If the programs are connected properly, you should see that the many progress bars at the bottom of the
`ifacialmocap_puppeteer` window should move when you move your face in front of the iOS device's front-facing camera.

![You should see the progress bars moving.](docs/ifacialmocap_puppeteer_1.png "You should see the progress bars moving.")

If all is well, load an character image, and it should follow your facial movement.

## Constraints on Input Images

In order for the model to work well, the input image must obey the following constraints:

* It must have an alpha channel.
* It must contain only one humanoid anime character.
* The character must be looking straight ahead.
* The head of the character should be roughly contained in the middle 128 x 128 box.
* All pixels that do not belong to the character (i.e., background pixels) should have the alpha channel (A) being 0.

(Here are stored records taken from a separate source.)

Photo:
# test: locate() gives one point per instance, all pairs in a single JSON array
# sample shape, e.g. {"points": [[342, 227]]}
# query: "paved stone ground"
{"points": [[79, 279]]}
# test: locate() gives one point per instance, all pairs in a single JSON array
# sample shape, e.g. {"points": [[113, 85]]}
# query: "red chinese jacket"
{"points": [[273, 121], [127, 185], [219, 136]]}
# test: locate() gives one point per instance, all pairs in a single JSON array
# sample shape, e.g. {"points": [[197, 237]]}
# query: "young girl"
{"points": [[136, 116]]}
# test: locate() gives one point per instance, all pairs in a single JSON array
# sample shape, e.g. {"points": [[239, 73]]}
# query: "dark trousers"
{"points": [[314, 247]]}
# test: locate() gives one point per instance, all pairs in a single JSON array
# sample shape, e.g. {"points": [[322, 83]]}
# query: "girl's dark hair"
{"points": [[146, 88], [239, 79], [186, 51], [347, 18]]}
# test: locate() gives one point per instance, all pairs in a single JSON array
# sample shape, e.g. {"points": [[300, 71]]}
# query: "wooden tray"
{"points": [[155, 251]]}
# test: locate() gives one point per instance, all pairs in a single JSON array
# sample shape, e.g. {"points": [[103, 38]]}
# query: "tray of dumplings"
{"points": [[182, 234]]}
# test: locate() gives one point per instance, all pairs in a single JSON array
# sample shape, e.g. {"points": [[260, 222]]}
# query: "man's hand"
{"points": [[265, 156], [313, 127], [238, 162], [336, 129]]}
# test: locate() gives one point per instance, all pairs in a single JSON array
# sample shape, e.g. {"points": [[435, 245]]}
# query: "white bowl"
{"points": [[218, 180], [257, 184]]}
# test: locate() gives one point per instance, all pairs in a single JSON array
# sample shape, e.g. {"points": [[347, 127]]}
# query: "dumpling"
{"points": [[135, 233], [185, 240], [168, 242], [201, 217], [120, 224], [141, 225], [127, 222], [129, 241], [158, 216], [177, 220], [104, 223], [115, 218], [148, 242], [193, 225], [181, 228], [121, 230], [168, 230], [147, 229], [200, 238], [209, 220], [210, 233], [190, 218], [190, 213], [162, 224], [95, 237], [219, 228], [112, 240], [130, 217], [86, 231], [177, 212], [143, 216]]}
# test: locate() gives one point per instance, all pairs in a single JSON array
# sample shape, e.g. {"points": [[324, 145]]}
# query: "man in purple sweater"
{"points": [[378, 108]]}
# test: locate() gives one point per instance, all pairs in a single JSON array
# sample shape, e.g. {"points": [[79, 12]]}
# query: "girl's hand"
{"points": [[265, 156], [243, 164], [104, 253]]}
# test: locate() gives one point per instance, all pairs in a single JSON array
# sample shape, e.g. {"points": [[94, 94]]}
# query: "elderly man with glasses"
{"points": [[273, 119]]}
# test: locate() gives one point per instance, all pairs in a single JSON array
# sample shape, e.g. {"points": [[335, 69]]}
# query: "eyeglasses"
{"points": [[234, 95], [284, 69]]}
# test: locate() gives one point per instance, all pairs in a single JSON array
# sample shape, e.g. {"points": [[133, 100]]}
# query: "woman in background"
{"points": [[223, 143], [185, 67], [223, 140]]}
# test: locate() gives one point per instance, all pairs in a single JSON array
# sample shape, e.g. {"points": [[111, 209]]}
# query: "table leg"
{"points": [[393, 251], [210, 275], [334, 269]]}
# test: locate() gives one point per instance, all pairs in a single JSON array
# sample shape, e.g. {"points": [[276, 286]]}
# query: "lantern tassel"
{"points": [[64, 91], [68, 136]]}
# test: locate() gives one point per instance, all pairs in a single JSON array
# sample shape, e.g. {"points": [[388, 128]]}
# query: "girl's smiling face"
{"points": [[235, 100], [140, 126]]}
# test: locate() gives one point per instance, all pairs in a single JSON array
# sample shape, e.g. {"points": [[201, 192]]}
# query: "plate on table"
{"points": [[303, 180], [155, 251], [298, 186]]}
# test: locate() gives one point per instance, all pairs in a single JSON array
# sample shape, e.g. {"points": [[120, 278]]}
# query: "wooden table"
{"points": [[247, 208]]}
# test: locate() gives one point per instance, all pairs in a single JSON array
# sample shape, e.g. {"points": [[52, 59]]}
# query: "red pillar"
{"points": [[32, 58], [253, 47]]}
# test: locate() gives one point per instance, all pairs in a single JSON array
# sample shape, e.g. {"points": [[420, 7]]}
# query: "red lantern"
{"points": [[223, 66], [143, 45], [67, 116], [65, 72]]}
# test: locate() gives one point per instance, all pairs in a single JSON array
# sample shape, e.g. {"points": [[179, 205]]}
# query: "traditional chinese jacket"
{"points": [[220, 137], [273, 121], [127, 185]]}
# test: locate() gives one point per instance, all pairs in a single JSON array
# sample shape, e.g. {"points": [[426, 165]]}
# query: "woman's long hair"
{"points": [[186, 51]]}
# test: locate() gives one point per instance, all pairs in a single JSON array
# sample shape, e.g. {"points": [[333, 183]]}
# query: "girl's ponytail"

Note, however, that regardless of the size of the input image, **the programs will always resize it to 256x256 and will always output a 256x256 image.** This is an intrinsic limitation of the system.

![Image specification](docs/image_specification.png "Image specification.")

## Citation

If your academic work benefits from the code in this repository, please cite the project's web page as follows:

> Pramook Khungurn. **Talking Head Anime from a Single Image 2: More Expressive.** http://pkhungurn.github.io/talking-head-anime-2/, 2021. Accessed: YYYY-MM-DD.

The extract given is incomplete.